Nope, YOU doen't understand that to correctly emulate the program P you
need to correctly emulate the call to H.

Since H(P,P) has been shown to return 0, saying it is infinitely recurse
if just a LIE.

>
> Example 06:
> H correctly determines that P() never halts (prior version of halt decider)

So, Proof by example is a fallacy.

The fact you keep bringing this up just proves you don't understand even
the basic basics of logic.
>
> #include <stdint.h>
> #define u32 uint32_t
>
>
> #include <stdint.h>
> typedef void (*ptr)();
>
> void P(ptr x)
> {
>   if (H(x, x))
>     HERE: goto HERE;
>   return;
> }
>
> int main()
> {
>   Output("Input_Halts = ", H(P, P));
> }
>
> _P()
> [00001352](01)  55              push ebp
> [00001353](02)  8bec            mov ebp,esp
> [00001355](03)  8b4508          mov eax,[ebp+08]
> [00001358](01)  50              push eax      // push P
> [00001359](03)  8b4d08          mov ecx,[ebp+08]
> [0000135c](01)  51              push ecx      // push P
> [0000135d](05)  e840feffff      call 000011a2 // call H
> [00001362](03)  83c408          add esp,+08
> [00001365](02)  85c0            test eax,eax
> [00001367](02)  7402            jz 0000136b
> [00001369](02)  ebfe            jmp 00001369
> [0000136b](01)  5d              pop ebp
> [0000136c](01)  c3              ret
> Size in bytes:(0027) [0000136c]
>
> _main()
> [00001372](01)  55              push ebp
> [00001373](02)  8bec            mov ebp,esp
> [00001375](05)  6852130000      push 00001352 // push P
> [0000137a](05)  6852130000      push 00001352 // push P
> [0000137f](05)  e81efeffff      call 000011a2 // call H
> [00001384](03)  83c408          add esp,+08
> [00001387](01)  50              push eax
> [00001388](05)  6823040000      push 00000423 // "Input_Halts = "
> [0000138d](05)  e8e0f0ffff      call 00000472 // call Output
> [00001392](03)  83c408          add esp,+08
> [00001395](02)  33c0            xor eax,eax
> [00001397](01)  5d              pop ebp
> [00001398](01)  c3              ret
> Size in bytes:(0039) [00001398]
>
>     machine   stack     stack     machine    assembly
>     address   address   data      code       language
>     ========  ========  ========  =========  =============
> ...[00001372][0010229e][00000000] 55         push ebp
> ...[00001373][0010229e][00000000] 8bec       mov ebp,esp
> ...[00001375][0010229a][00001352] 6852130000 push 00001352 // push P
> ...[0000137a][00102296][00001352] 6852130000 push 00001352 // push P
> ...[0000137f][00102292][00001384] e81efeffff call 000011a2 // call H

On 2022-07-27 18:46:17 +0000, olcott said:

> Below I show that pattern that any expert of the x86 language can spot
> as specifying infinitely recursive simulation right below.

...

> #include <stdint.h>
> #define u32 uint32_t
>
>
> #include <stdint.h>
> typedef void (*ptr)();
>
> void P(ptr x)
> {
> if (H(x, x))
> HERE: goto HERE;
> return;
> }
>
> int main()
> {
> Output("Input_Halts = ", H(P, P));
> }

That cannot be spotted as the full behaviour of H is not shown.

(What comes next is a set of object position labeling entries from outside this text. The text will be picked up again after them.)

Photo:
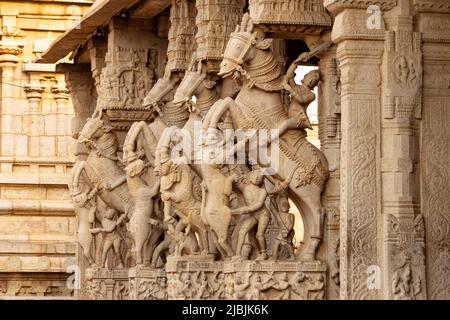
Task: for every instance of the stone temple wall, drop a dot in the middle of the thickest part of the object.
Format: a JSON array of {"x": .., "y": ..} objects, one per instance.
[
  {"x": 373, "y": 202},
  {"x": 37, "y": 221}
]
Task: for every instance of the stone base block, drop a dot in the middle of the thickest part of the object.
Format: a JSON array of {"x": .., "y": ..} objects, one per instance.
[
  {"x": 104, "y": 284},
  {"x": 148, "y": 284},
  {"x": 199, "y": 277},
  {"x": 195, "y": 277},
  {"x": 273, "y": 280}
]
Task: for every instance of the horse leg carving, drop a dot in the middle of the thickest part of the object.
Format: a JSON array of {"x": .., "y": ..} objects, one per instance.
[{"x": 314, "y": 216}]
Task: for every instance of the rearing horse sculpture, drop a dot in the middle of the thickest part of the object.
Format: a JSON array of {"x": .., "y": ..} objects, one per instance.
[
  {"x": 259, "y": 106},
  {"x": 102, "y": 164}
]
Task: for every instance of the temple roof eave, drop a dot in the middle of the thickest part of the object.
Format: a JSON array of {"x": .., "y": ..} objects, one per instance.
[{"x": 98, "y": 15}]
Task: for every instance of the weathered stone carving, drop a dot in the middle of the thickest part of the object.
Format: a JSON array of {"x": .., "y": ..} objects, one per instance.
[{"x": 248, "y": 53}]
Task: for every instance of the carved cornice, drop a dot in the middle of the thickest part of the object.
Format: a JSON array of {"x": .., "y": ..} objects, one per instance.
[
  {"x": 336, "y": 6},
  {"x": 438, "y": 6},
  {"x": 60, "y": 94}
]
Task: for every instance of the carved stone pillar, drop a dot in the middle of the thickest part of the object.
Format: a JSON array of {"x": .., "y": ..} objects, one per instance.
[
  {"x": 34, "y": 117},
  {"x": 11, "y": 47},
  {"x": 403, "y": 263},
  {"x": 359, "y": 54},
  {"x": 433, "y": 21},
  {"x": 330, "y": 141},
  {"x": 62, "y": 114},
  {"x": 81, "y": 86}
]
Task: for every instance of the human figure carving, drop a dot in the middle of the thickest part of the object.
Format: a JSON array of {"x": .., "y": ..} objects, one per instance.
[
  {"x": 286, "y": 221},
  {"x": 177, "y": 193},
  {"x": 254, "y": 213},
  {"x": 259, "y": 106},
  {"x": 143, "y": 195},
  {"x": 112, "y": 238}
]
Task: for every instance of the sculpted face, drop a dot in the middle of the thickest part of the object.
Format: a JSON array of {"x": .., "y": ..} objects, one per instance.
[{"x": 191, "y": 81}]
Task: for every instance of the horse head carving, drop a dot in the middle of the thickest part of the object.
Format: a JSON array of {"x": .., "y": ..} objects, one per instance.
[{"x": 243, "y": 46}]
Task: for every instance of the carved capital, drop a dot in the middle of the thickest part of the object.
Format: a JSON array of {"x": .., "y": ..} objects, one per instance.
[
  {"x": 34, "y": 92},
  {"x": 9, "y": 55},
  {"x": 438, "y": 6},
  {"x": 60, "y": 94}
]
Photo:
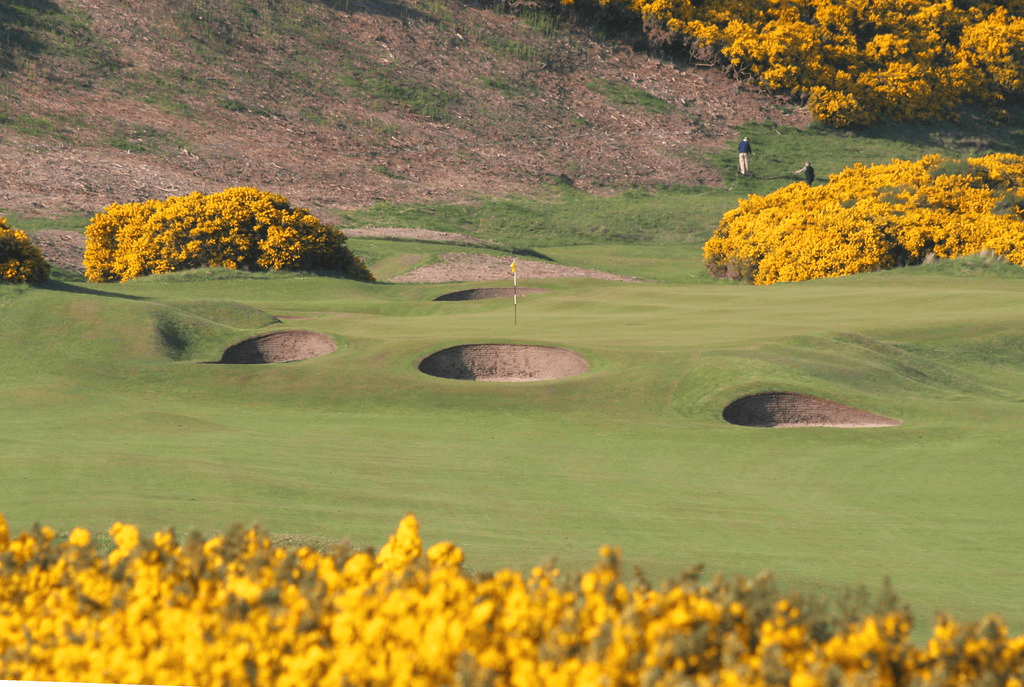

If the simulation by H is infinitely recursive then H never
returns and therefore H is not a halt decider.

If H always returns then it never performs an infinitely recursive
simulation and nothing in P specifies otherwise.

Mikko

On 7/28/2022 4:26 AM, Mikko wrote:
> On 2022-07-27 18:46:17 +0000, olcott said:
>
>> Below I show that pattern that any expert of the x86 language can spot
>> as specifying infinitely recursive simulation right below.
>
>  ...
>
>> #include <stdint.h>
>> #define u32 uint32_t
>>
>>
>> #include <stdint.h>
>> typedef void (*ptr)();
>>
>> void P(ptr x)
>> {
>>    if (H(x, x))
>>      HERE: goto HERE;
>>    return;
>> }
>>
>> int main()
>> {
>>    Output("Input_Halts = ", H(P, P));
>> }
>
> That cannot be spotted as the full behaviour of H is not shown.
>

The 237 pages of the behavior of H merely confirms that the simulated P
would never stop running unless H aborts its simulation of P and the
simulated P never reaches its "ret" instruction whether its simulation
has been aborted or not. Experts of the x86 language can see this
without needing to see these 237 pages.

> If the simulation by H is infinitely recursive then H never
> returns and therefore H is not a halt decider.
>

Every input that never stops running unless its simulation is aborted is
an input that specifies non-halting behavior. It can be seen from the
above code that the correctly simulated input to H(P,P) would never stop
running unless its simulation has been aborted.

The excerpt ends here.